AP Art History Returns


After a few years, the AP Art History class is being offered again for the Fall 2022 semester at RHS. 

The AP Art History class is a humanities course that explores the relationship between art pieces and the historical situations that inspired them, beginning in the Prehistoric era and extending all the way to contemporary pieces of the present day.   

Although it has appeared on the course catalog these past few years, the course has not been able to actually occur due to the demand for other beginning art classes during the school years affected by the COVID-19 pandemic.     

“Art 1 was really popular during COVID, a lot of kids were taking that and so there’s only a certain amount of art teachers and so I think that became the priority, and just with sign ups, I don’t think a lot of people knew about it because I wasn’t out there recruiting it,” AP Art History teacher Patricia Leong said.     

Despite a relatively normal 2021-2022 school year, the class was still unable to be offered even with an adequate number of sign-ups because of it being a single, elective class. Especially after COVID, students often had to make a choice to prioritize other classes.      

During the 2021-2022 school year, the course was advertised to students to consider for the next year. The sign-ups had been sufficient for AP Art History to be offered during 4th period this semester, which is making its return to a full class of 32 students.     

According to Leong, returning to teaching advanced courses in a more traditional format has been a challenge, especially for a content-heavy class that hasn’t been offered at all for a few years.      

“Teachers and students are all trying to get back to the rigor that once was, and this AP Art History class is seven to eight units, so it’s a lot of class, and it’s hard to teach it in a semester. So we’re just trying to get everyone back to speed and the rigor that was there before,” Leong said. 

Despite the challenges of such a course, Leong is still trying to engage students through different ways of exploring art history. Students are encouraged to engage with the material by keeping an eye out for connections between the content and things they encounter everyday. Junior Trielle Flores has connected many architectural themes of the class to her own day to day experience.

“There’s actually a lot of things that I find, even around campus you see all the pillars and the columns, and it’s like, oh, it’s the pillars like from ancient Rome,” Flores said. “I’ll be playing my video games, and I’ll think oh my gosh, it’s the Hypostyle hall, we talked about that in AP Art History.”
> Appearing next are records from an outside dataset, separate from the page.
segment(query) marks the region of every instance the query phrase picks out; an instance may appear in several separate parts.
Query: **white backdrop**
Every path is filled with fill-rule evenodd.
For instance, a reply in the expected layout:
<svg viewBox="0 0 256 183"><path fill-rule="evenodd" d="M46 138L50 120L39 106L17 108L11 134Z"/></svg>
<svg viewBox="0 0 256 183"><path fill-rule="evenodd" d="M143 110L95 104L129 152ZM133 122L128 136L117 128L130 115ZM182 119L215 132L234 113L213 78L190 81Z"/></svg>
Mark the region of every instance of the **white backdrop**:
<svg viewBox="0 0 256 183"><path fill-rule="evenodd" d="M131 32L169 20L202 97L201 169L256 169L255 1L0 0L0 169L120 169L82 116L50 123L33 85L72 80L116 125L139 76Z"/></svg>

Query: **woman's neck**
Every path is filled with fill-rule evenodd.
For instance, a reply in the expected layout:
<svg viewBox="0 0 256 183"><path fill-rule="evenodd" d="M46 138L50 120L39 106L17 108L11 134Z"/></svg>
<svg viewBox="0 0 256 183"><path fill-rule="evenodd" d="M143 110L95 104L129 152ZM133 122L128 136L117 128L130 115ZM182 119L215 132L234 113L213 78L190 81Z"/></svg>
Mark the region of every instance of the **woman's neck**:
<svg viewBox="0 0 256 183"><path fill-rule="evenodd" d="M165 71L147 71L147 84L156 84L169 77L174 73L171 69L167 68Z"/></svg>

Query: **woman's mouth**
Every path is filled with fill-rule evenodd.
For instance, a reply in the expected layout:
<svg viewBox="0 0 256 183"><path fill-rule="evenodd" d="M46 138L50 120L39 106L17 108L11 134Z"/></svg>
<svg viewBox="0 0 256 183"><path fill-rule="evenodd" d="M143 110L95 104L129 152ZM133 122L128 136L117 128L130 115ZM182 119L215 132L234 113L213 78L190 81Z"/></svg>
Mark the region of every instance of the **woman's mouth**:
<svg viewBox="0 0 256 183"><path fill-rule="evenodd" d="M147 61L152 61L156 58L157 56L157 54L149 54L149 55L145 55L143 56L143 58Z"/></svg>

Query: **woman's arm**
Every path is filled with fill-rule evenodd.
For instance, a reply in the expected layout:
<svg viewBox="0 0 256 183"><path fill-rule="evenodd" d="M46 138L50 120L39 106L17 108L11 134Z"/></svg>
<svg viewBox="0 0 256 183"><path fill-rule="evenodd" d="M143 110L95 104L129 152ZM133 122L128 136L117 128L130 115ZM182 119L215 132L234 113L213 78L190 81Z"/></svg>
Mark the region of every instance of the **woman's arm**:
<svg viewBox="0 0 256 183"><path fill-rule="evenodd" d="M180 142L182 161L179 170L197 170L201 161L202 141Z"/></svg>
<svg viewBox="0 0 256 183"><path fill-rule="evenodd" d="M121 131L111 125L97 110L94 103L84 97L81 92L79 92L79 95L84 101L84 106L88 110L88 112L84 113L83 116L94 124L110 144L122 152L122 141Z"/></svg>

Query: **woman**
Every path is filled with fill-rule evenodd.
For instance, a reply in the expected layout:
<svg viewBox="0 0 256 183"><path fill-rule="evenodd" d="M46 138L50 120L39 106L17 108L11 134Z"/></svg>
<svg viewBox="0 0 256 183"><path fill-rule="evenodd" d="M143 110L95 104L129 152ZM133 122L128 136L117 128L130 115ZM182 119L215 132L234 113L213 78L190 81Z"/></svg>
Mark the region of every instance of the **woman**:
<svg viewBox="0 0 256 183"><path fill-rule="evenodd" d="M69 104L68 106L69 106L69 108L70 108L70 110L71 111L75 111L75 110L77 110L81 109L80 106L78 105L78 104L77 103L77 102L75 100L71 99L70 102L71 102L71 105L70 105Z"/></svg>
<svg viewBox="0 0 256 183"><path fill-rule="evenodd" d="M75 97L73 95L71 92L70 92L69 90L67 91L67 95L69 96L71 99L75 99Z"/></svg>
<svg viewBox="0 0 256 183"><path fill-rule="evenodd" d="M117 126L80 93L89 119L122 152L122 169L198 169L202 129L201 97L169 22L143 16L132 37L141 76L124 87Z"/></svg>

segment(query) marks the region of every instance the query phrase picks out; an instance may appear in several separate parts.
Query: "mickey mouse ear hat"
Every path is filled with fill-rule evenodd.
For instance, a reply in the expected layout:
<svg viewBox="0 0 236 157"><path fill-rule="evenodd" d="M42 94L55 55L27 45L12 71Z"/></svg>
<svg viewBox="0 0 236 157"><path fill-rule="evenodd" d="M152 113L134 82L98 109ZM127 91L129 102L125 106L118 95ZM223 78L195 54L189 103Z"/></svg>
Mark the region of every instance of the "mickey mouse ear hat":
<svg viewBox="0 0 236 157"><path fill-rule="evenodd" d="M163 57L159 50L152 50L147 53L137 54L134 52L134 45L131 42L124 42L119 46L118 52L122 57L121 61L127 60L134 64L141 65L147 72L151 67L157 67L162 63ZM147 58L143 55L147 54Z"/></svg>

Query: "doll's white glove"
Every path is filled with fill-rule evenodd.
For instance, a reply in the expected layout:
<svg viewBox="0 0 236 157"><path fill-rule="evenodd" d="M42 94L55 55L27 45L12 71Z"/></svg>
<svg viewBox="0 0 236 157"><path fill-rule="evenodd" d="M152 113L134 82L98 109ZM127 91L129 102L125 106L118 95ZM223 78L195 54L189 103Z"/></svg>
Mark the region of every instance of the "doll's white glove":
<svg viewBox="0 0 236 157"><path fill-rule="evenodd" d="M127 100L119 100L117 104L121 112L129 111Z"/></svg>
This way of considering the material has set the course apart from other academic classes Flores has taken.

“I feel that the class is a lot more interactive, and it kind of gets you on a more personal level,” Flores said.

AP Art History is not necessarily an art class, but Leong plans some special “art therapy” days in class to relieve students of such a heavily packed course. Students have created  Prehistoric chalk “cave paintings”, molded playdough Buddhas, and have the opportunity to visit local art museums. 

“I am trying to balance both fun and rigor, and it’s an adjustment, so it takes awhile for everyone to get on board,” Leong said. “Hopefully by the end, everyone will be really excited about it.”